In trying times, you may need a short-term loan to tide you over. These can be for a range of amounts, from 5000 Rs to upwards of 40,000 Rs, and can be for several reasons. You may need urgent repairs on your home or car, an unexpected bill has arrived, you require a deposit for a new flat rental, or just need to get through to the next payday. If you are considering a short term loan then read this guide so you know what to look out for.
Choosing The Right Option
Treat a short-term loan like any big purchase and feel free to shop around as there will be a range of options to better suit your own situation. The interest rate should be the first thing you look at yet other fees and extra costs could be involved that all add up. In the meantime Services like Loanme allows you to obtain a secured short-term loan in a matter of minutes, and you don’t have to worry about keeping collateral to receive the loan. If you need money urgently, an online loan may be your best option.

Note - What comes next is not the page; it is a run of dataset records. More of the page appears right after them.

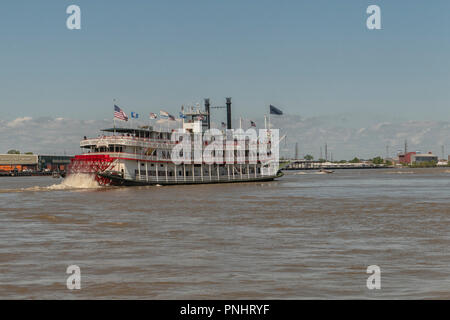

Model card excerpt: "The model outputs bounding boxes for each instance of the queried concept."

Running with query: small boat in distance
[67,98,283,186]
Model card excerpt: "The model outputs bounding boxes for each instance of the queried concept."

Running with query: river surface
[0,168,450,299]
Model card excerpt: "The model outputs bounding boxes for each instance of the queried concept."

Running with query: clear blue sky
[0,0,450,120]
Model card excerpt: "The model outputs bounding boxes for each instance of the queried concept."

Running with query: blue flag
[270,105,283,116]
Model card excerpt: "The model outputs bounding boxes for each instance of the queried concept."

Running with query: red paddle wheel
[68,155,114,186]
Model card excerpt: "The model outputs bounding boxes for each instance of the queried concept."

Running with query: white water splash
[48,173,100,190]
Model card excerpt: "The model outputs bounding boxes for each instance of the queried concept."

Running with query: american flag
[114,105,128,121]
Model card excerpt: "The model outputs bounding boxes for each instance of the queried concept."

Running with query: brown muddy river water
[0,168,450,299]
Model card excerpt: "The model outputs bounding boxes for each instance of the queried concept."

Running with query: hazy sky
[0,0,450,122]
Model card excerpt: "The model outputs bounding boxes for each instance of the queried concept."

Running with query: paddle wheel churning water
[68,155,114,186]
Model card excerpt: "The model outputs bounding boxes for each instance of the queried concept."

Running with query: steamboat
[68,98,283,186]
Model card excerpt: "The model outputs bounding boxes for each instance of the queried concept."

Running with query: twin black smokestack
[205,99,211,130]
[205,98,231,129]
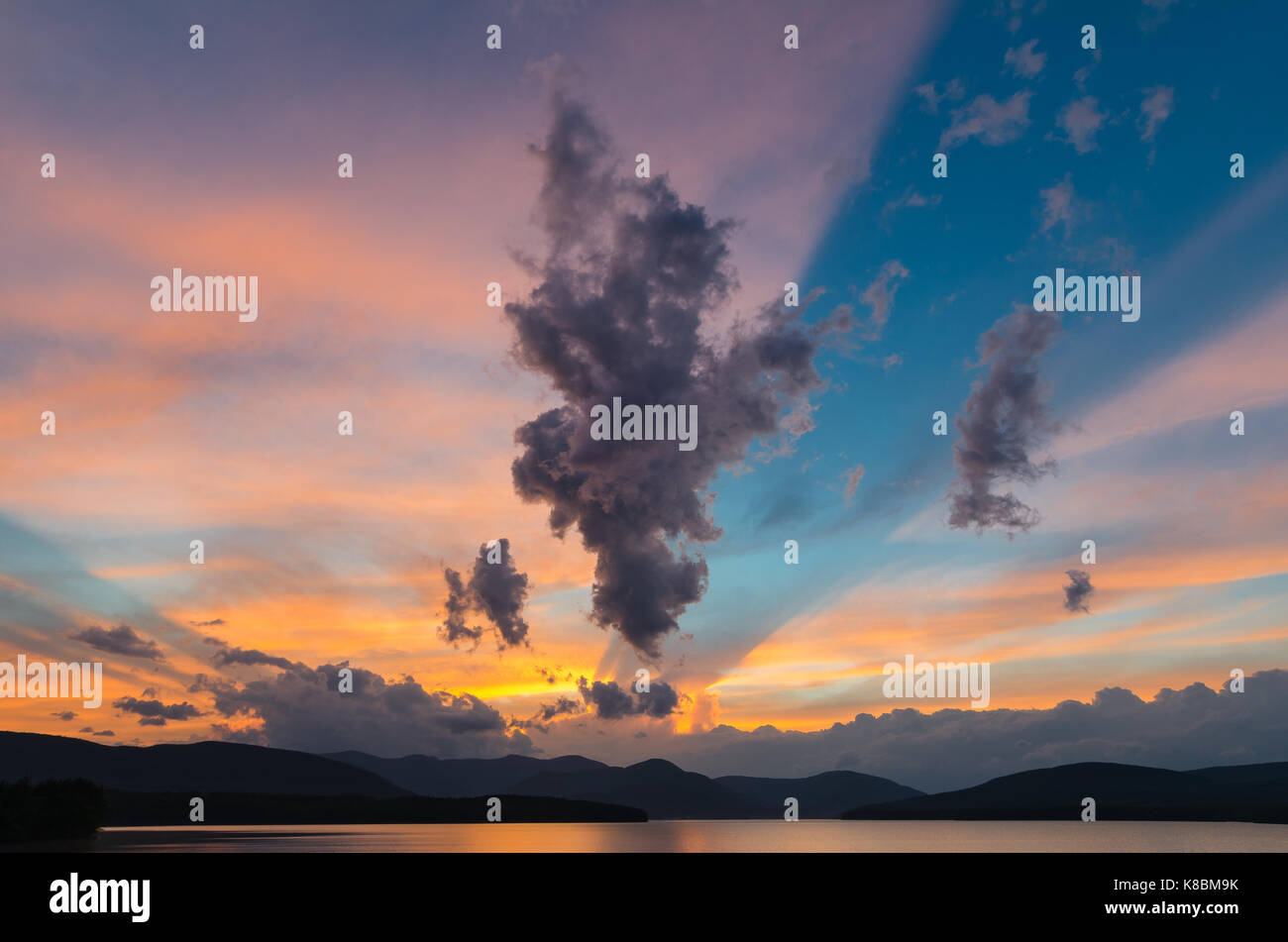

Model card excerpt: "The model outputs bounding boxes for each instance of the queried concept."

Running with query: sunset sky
[0,0,1288,784]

Secured And Unsecured Loans
Be careful about whether the loan is secured or unsecured. If your idea of a short-term loan is simply to get some short-term funds then opt for an unsecured loan. This will be fixed at a certain interest rate though that will be based on your creditworthiness. However, a secured loan will be linked to your assets, including the value of your home, and can be seen as more of a long term commitment.
Ask yourself how much you need to borrow then be realistic with how long you need to be able to pay it off. Also, try to work the repayments into a budget so you can estimate how much you need to pay every month or so and when the short term loan is likely to be paid off. The short-term aspect of the loan itself should be less than a year yet they can continue for a little longer. Should you take longer than agreed to pay off the short-term loan then you may find yourself charged with large amounts of interest. This may change depending on the method of the short term loan you have taken out. If it is on a credit card you could use a balance transfer card for up to 36 months of interest-free credit. The repayment plan would include a minimum payment every month yet that would only be paying off the interest leaving the debt amount untouched. You should look to be overpaying any minimum repayments and always try to pay back a short-term loan quickly to avoid any extra fees and rising interest rates.
Consider Your Credit Rating
Whenever you are assessed for any sort of loan, your credit rating will be checked. This is how lenders judge how likely you are to stick to the terms of the loan. Put simply, those with a better rating will be offered better deals. If you are worried about your credit rating then there are several ways to improve it before you agree on the terms of a short-term loan. You should also look at the number of loan applications you have made in the past couple of years or so, too many in a short amount of time will not look good to a lender. Rejected credit applications also bring down your credit rating so you should not apply for loans or credit cards until you are fairly sure your application will be accepted.
By choosing the right option, improving your credit rating and sticking to a repayment plan you can use a short-term loan safely.